Australians have been loud, and undiplomatic, in their demands of what China should or should not do in terms of the Australia-China relationship and other matters, including Hong Kong. These are clearly an attack on Chinese sovereignty but the double standards entailed in this approach do not seem to prick the moral or ethical conscience of these politicians and media commentators.

How to re-establish cordial relationships between the two countries is a difficult question. Conversation is a must because without conversation there can be no understanding. Conversation will include issues of disagreement as this is normal in the relations between two countries. Conversation is the purpose of diplomacy. Conversation means misunderstandings do not grow into misfortune.

It's a difficult matter of face for either side to accept conditions demanded prior to opening any conversation. Australia's continued characterization of the briefing note as 14 demands that must be renounced before conversation can begin makes it very difficult to begin the process. 

China sees no need to do this because the untitled briefing note does not have the status of a demarche.

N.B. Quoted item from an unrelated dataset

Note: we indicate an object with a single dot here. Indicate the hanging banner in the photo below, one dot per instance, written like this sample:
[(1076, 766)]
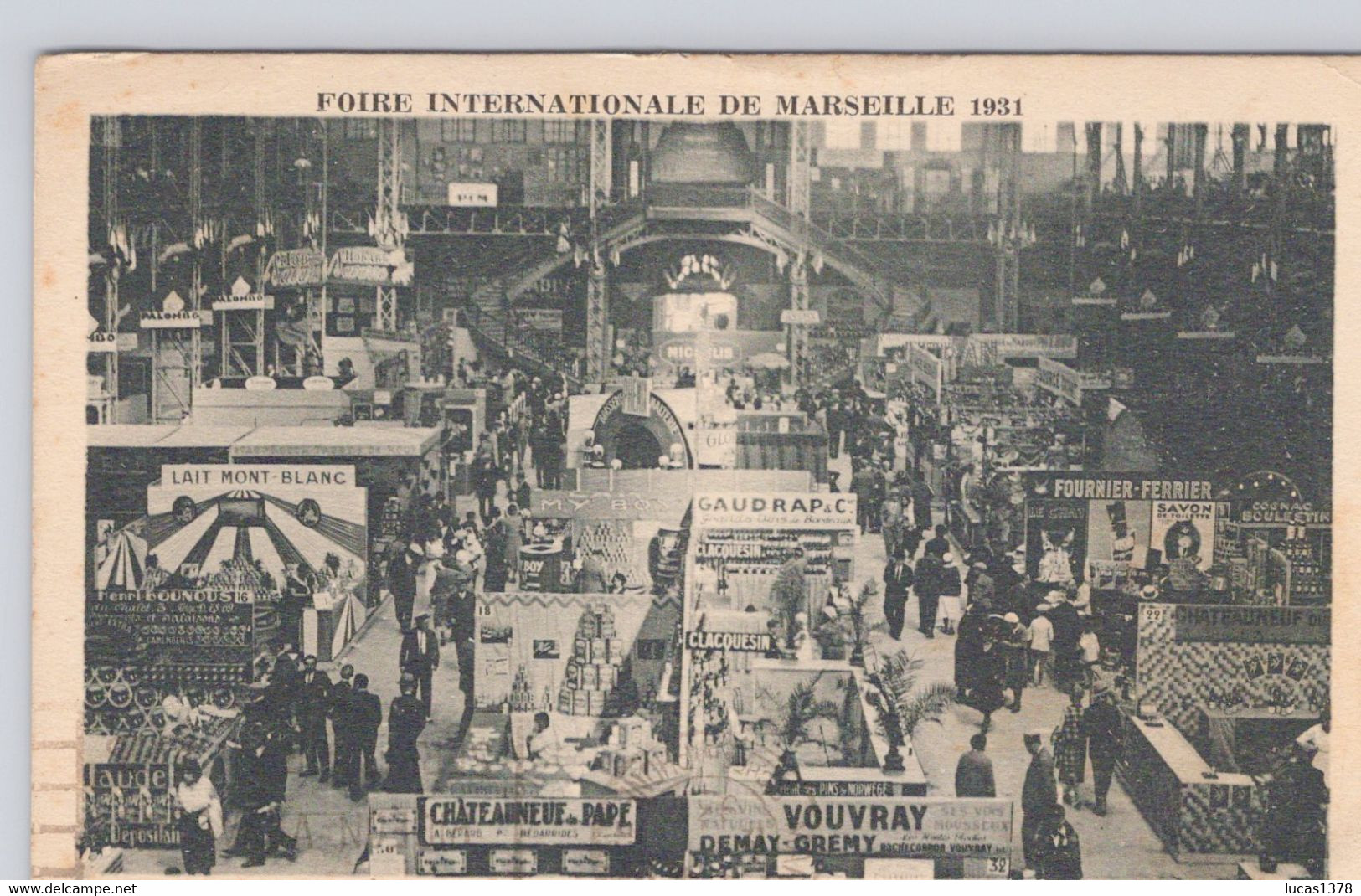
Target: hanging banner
[(992, 349), (472, 195), (870, 826), (368, 265), (1059, 378), (296, 269), (1184, 532), (637, 389), (540, 319), (925, 368)]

As such, China will not accept renouncement of the concerns in the briefing note as a precondition for conversation or dialogue.

Australia has painted itself into an uncomfortable corner with dogged adherence to the false characterization of talking points as a list of "demands."   

Perhaps paving the way for a solution comes from conversations initiated at a second level, led by business organizations like the Australia China Business Council and counterparts in China Council for the Promotion of International Trade.

One thing is certain: China is less likely to respond positively to attempts to initiate conversations at senior political levels in the face of continued loud vilification.